Ii-H Design for Precision

In order to achieve satisfying results, scientific work often demands precision regarding user’s input. A possible means for that would be continuously constraining users’ input and providing feedback on it. The Dynamic Dragging Interface, for instance, makes user of force-feedback input devices to help users selecting sections of 3D brain visualization  [20]. Another solution would be not accepting the input when the input device, such as a stylus or mouse, moves too fast.

It can be advantageous to have two input modes for the same action — one designed for accuracy, and another for speed. In map3D, for instance, geometric models could be moved, rotated and scaled through dial boxes (accurate, but slower) or, alternatively, via mouse (less accurate, but faster) [11]. Another approach would be to give users a way to switch between fast and precise working modes. For instance, by activating a ’snap’ mode where the mouse cursor snaps to a gridline, objects or other elements on screen.

Ii-I Contextualize User Actions

Work in scientific software can involve a number of different and/or sequential tasks to be performed by users.
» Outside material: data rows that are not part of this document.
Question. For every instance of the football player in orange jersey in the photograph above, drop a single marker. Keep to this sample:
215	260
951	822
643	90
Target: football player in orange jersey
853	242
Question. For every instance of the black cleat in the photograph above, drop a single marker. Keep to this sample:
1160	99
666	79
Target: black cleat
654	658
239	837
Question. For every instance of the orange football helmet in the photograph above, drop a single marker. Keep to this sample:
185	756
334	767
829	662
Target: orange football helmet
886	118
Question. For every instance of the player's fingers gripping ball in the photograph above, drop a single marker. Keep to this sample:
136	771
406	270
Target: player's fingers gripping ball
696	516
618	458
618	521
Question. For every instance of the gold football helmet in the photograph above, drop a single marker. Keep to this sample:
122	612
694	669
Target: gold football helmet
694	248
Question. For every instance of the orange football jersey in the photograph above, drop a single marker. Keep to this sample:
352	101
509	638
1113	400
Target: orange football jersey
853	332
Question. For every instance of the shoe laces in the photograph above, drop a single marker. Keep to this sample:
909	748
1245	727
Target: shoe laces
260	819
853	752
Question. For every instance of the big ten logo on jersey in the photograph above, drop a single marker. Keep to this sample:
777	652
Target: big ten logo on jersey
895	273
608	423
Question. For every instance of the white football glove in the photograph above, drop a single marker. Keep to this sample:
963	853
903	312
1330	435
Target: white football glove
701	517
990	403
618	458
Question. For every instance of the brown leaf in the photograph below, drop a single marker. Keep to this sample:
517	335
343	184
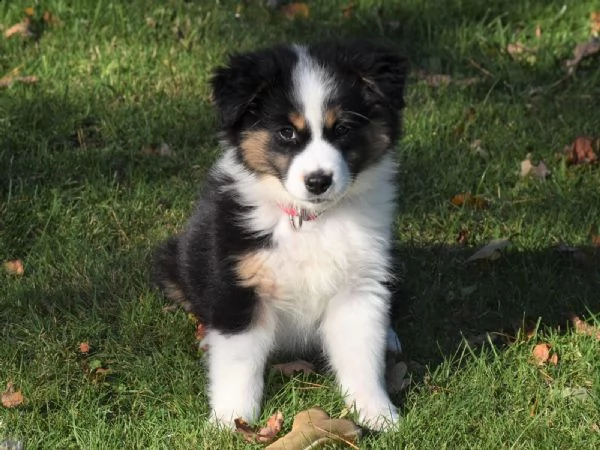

In those cases, it is desirable to contextualize users’ actions, facilitating their access to functions that are relevant to their current tasks and preventing their access to functions that are not.

The Petri Net Toolbox for MATLAB, for instance, features a button that toggles between Draw Mode, for creating and editing models, and Explore Mode, for simulation and analysis [42]. When switching between modes, GUI elements are displayed or hidden depending on their relevance to the selected mode. This approach is known as a design pattern named Disabled Irrelevant Things [56].

Another possible approach is the Window Per Task [56] design pattern, in which tasks are distributed across individual screens containing the appropriate commands for that task only. Pharmaceutical biology software Lipid-Pro makes use of this design pattern by organizing its tasks into separate panels [7].

Iii Summary

Throughout the previous section, we have presented a nonexhaustive set of good practices in usability for scientific software, taking in consideration challenging aspects of scientific software development and use such as the lack of attention to software engineering; the need for reproducibility; the handling of large amounts of data; the complexity of actions and parameters involved in scientific work; frequent changes in requirements; particularities of scientific work and its environment; the need for accessing and responding to critical information; and the importance of precision.

By adopting the presented practices, developers should be able to deliver applications that are more usable, robust and more appropriate for scientific work.


This project began during the Fourth Annual Workshop on Sustainable Software for Science: Practices and Experiences (WSSSPE4), where four of the authors established the Working Group on Software best practices for undergraduates [57]. The authors would therefore like to thank the organizers of WSSSPE4 for facilitating this conversation. J. Miller and F. Queiroz would like to thank travel grants from the National Science Foundation of the USA and The Gordon and Betty Moore Foundation, which made attendance possible. J. Miller also acknowledges support from the Natural Sciences and Engineering Research Council of Canada and from the National Science Foundation of the USA (OCI 0905046, PHY 1212401). Research at Perimeter Institute is supported by the Government of Canada through the Department of Innovation, Science and Economic Development and by the Province of Ontario through the Ministry of Research and Innovation. F. Queiroz acknowledges support from PUC-Rio and Tecgraf Institute. H. Fangohr and R. Silva acknowledge support from the Software Sustainability Institute and Engineering and Physical Sciences Research Council (EPSRC) in the UK.